I check my crops nearly every morning. I didn’t do that last year or any year since I have been back on the farm. I regularly communicate with my father about what’s happening on the farm on any given day. I didn’t do that last year, either.
I have spent an unprecedented amount of time in the workshop in 2020, tinkering on motors, reading shop manuals, building things and taking Zoom calls.
Last year, my wife, Jamie, and I bought a seasonal campsite about an hour east of our farm, where we placed our fifth-wheel RV. We spent a fair bit of time there in 2019. We enjoyed the convenience.
This year, we sold the trailer and the site. We talked about it, and that was not the kind of summer we wanted to have. For myriad reasons, we now want to explore, go on adventures, be a bit uncomfortable, ride bikes, hike and be rugged. We bought a tent, put a roof rack on our vehicle and we’re now camping nearly every weekend, exploring the nooks and crannies of Manitoba.
I’m at home this year. I have been able to implement many of the practices I often thought would benefit this farm, and I’ve had the time to pursue and develop new interests.
It’s hard to unpack all the factors contributing to the changes in our lives and routines. I have never experienced a year like 2020 and I have never had to wade through and assess so much seemingly critical information as has been continually churned out since COVID-19 began spreading.
Life is fragile and short. This is a brutish thought that is hard to process if you’re blindsided by it and/or not used to working through such things.
I haven’t written much this summer. My column at the Financial Post has been reduced to once per month, the Manitoba Pulse and Soybean Growers’ magazine, Pulse Beat, takes an editorial break during the summer months and Grainews doesn’t publish as often during the growing season, either. But I have been watching and reading what others have been saying about this year.

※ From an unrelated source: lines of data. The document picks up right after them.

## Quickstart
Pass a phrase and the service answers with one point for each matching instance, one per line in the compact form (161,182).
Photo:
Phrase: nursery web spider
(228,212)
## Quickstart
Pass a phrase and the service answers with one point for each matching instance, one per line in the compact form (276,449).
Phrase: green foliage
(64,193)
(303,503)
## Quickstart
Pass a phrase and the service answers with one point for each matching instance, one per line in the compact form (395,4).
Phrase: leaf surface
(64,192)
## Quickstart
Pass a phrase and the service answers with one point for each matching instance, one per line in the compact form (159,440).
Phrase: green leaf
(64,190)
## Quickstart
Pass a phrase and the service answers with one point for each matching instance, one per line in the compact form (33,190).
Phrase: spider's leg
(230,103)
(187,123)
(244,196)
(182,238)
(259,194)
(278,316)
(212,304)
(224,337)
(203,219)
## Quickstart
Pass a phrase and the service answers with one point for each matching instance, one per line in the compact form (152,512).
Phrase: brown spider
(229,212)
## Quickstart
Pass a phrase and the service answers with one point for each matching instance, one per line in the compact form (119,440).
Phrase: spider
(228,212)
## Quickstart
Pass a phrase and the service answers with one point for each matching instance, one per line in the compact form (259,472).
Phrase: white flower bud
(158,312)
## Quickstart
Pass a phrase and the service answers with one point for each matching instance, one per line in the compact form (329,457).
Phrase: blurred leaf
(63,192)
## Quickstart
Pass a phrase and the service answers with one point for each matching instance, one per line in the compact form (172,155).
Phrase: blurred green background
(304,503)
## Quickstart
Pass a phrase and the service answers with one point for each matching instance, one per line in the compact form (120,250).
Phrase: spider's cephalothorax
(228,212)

We need to think more intelligently about 2020. That is my conclusion, which I offer without a robust solution. Pandemics, by definition, are terrifying in much the same way thinking about death, mortality and the fragility/unnecessary nature of life is terrifying. That fear, however, seems to have prepared the groundwork for those who have a propensity to see the world in black and white to do so even more.

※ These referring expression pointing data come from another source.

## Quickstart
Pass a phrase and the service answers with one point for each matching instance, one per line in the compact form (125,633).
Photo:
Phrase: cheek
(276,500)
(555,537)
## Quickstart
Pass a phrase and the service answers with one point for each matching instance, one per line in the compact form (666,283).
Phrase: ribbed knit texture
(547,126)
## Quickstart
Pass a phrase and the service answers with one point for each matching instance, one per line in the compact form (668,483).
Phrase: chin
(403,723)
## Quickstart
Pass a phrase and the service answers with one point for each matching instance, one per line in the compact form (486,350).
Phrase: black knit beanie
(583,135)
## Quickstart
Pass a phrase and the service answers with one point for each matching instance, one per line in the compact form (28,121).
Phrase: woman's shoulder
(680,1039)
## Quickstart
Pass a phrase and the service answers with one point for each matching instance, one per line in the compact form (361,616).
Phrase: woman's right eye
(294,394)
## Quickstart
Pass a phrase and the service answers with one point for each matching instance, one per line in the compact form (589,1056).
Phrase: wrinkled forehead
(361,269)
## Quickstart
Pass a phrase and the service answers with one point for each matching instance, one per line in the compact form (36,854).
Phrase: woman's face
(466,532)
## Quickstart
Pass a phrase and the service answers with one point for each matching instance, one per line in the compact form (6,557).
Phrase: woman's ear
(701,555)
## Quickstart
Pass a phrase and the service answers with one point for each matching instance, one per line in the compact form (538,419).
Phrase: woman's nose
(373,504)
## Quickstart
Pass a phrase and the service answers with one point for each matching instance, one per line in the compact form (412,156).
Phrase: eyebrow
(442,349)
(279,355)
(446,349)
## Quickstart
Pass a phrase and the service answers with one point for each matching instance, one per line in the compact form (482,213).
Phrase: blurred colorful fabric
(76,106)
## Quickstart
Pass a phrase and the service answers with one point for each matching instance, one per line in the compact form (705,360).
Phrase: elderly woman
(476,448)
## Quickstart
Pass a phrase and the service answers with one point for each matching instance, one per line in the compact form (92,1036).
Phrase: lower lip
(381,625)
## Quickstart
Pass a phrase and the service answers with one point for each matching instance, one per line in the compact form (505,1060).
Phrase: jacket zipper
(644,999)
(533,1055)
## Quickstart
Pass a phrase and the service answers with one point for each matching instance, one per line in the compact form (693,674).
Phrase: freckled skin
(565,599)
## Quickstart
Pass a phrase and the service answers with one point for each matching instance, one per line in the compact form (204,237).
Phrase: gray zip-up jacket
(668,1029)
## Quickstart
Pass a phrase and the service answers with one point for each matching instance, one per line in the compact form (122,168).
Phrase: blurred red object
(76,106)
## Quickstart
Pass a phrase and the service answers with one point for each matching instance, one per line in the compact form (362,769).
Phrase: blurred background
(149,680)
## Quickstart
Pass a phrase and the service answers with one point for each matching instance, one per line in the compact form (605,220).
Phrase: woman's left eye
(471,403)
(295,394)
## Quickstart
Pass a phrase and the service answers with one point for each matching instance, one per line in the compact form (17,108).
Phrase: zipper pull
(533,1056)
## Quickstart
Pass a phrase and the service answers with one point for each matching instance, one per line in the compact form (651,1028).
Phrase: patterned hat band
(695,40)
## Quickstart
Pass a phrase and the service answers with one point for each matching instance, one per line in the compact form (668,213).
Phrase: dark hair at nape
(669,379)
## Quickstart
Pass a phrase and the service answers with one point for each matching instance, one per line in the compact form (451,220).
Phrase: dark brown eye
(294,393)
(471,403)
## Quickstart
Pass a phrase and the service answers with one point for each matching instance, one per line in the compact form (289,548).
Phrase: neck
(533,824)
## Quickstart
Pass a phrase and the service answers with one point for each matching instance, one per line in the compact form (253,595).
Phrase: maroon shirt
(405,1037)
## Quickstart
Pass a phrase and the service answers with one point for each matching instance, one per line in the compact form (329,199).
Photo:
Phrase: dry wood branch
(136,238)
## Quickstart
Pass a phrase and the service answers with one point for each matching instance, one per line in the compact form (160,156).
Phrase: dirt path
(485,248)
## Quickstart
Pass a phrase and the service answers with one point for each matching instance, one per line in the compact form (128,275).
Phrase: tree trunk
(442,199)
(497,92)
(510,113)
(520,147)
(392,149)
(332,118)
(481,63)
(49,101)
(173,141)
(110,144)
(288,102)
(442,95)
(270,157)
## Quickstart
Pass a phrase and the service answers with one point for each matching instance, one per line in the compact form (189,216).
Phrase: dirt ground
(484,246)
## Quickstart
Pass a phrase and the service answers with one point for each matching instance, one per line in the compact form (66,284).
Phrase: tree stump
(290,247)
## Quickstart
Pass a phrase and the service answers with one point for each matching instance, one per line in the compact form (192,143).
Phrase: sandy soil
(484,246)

I’ve said this before and I will say it again: the world is not black and white. If you need it to be, I am sorry. It is not.
Commentary on COVID-19 has become an intellectual red herring, the low-hanging fruit that too many have set their gaze on and used as a convenient way to express divisive political views and, in general, harsh attitudes towards policies and retail-level decisions that now, more than ever, require sensitivity.

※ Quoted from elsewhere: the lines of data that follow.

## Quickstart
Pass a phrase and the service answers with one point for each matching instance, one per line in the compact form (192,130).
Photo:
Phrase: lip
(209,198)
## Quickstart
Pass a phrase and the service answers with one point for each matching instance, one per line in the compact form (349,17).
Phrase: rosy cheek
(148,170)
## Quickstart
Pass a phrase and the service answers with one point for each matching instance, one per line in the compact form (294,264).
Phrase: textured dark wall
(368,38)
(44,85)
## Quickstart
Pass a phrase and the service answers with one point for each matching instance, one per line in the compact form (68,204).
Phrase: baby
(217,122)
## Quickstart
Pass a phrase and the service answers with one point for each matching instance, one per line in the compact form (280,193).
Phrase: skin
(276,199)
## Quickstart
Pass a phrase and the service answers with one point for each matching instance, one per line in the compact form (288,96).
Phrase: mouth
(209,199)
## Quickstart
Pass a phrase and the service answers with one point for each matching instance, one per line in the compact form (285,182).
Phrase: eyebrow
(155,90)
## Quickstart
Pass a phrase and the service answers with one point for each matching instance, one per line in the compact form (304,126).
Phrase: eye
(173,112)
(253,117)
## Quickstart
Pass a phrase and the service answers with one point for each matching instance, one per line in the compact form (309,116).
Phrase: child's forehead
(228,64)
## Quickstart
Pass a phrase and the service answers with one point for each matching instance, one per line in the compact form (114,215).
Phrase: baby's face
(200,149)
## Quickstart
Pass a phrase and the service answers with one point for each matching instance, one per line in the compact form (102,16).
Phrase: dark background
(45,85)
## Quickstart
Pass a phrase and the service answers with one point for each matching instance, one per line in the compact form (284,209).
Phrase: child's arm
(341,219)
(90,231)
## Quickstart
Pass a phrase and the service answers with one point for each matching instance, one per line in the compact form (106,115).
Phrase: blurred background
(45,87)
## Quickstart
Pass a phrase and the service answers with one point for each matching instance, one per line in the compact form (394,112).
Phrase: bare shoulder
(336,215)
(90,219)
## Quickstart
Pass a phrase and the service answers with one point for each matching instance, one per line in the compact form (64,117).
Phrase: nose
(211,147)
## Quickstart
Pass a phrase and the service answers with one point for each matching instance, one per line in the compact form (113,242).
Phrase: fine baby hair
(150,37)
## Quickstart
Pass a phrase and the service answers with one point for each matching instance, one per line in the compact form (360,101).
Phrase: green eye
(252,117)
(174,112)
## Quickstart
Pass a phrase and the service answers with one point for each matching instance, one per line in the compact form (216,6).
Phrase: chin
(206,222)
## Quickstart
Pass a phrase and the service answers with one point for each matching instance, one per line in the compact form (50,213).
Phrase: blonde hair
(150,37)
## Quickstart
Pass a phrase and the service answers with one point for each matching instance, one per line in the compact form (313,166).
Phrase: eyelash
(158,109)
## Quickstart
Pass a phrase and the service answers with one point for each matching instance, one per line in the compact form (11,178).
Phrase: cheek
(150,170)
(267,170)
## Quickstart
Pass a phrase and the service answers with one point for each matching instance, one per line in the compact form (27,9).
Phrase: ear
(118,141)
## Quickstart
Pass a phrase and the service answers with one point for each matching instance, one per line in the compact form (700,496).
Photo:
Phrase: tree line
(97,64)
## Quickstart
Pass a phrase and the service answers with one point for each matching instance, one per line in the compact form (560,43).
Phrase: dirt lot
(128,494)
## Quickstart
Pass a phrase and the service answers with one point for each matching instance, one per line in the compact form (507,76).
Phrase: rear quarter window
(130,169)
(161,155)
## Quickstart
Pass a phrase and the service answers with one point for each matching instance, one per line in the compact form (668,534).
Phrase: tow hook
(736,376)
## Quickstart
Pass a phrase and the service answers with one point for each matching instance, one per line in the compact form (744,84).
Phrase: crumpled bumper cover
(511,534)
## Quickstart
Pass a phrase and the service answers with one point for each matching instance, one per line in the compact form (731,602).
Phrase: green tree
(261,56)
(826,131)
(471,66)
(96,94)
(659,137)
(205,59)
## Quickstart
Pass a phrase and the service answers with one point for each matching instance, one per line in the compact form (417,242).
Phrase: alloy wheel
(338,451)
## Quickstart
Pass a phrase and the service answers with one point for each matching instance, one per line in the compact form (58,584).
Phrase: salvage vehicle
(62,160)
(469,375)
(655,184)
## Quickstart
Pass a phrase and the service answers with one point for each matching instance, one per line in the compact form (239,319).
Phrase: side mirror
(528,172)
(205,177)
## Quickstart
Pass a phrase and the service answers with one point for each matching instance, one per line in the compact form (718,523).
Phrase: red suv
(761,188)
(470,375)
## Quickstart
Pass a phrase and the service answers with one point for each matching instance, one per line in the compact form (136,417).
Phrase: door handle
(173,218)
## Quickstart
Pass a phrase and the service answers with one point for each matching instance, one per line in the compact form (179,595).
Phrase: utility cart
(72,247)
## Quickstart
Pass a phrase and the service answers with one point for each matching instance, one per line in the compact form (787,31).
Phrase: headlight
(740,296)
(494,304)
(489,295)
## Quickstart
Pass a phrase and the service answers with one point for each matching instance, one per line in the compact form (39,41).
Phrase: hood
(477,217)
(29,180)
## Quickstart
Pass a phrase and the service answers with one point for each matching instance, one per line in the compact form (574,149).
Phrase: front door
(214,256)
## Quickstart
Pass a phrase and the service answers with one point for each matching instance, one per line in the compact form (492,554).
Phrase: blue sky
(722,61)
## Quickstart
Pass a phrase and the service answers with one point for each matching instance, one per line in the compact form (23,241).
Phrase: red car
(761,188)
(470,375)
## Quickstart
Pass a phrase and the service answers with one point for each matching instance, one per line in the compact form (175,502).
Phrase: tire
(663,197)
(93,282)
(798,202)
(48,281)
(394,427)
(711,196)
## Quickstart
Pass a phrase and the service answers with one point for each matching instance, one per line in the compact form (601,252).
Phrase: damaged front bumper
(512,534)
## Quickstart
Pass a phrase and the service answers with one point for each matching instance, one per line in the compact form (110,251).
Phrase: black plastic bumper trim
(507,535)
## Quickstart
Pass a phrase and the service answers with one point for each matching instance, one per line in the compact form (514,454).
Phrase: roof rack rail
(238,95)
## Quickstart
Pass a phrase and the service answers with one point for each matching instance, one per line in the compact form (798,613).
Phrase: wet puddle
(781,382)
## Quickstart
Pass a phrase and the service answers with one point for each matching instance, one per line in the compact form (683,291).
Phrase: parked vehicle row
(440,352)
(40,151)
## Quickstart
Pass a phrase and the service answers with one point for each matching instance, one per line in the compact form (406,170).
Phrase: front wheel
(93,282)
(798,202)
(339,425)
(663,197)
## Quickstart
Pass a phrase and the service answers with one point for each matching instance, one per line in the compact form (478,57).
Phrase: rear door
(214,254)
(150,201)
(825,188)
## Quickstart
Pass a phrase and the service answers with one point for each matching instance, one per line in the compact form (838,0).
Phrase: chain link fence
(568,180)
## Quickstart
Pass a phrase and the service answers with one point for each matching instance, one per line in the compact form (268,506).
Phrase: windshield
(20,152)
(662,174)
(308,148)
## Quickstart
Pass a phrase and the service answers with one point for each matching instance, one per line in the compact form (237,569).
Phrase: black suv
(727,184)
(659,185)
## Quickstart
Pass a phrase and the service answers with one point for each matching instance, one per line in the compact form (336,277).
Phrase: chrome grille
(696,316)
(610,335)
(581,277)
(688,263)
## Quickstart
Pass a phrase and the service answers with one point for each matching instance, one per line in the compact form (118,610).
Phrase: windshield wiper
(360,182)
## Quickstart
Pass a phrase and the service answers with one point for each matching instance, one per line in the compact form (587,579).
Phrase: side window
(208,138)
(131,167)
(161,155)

It’s easy to comment on things that seem simple to understand.
The challenge we all face — and the ag sector is not above this — is to process the news around us while identifying our own fears and prejudices and how they may be influencing our positions.
Working from home, working at home and having to digest the information coming down from our government, the ag industry and our friends and colleagues has pushed me into a spell of re-evaluation. And now even more so, with race talk entering the agricultural scene.
It’s not a bad thing to not know how to process all that is being tossed at us. It’s OK to be unsure. It’s OK to be cautious, and it’s always exceptional to think about things as deeply as possible.
I have no idea how COVID-19 will affect my farm. It will. There’s no doubt about that. Today, however, my crops look great and my bins from the previous year are empty.
Jamie and I are enjoying our summer of adventure, and I am already looking forward to my next crop tour.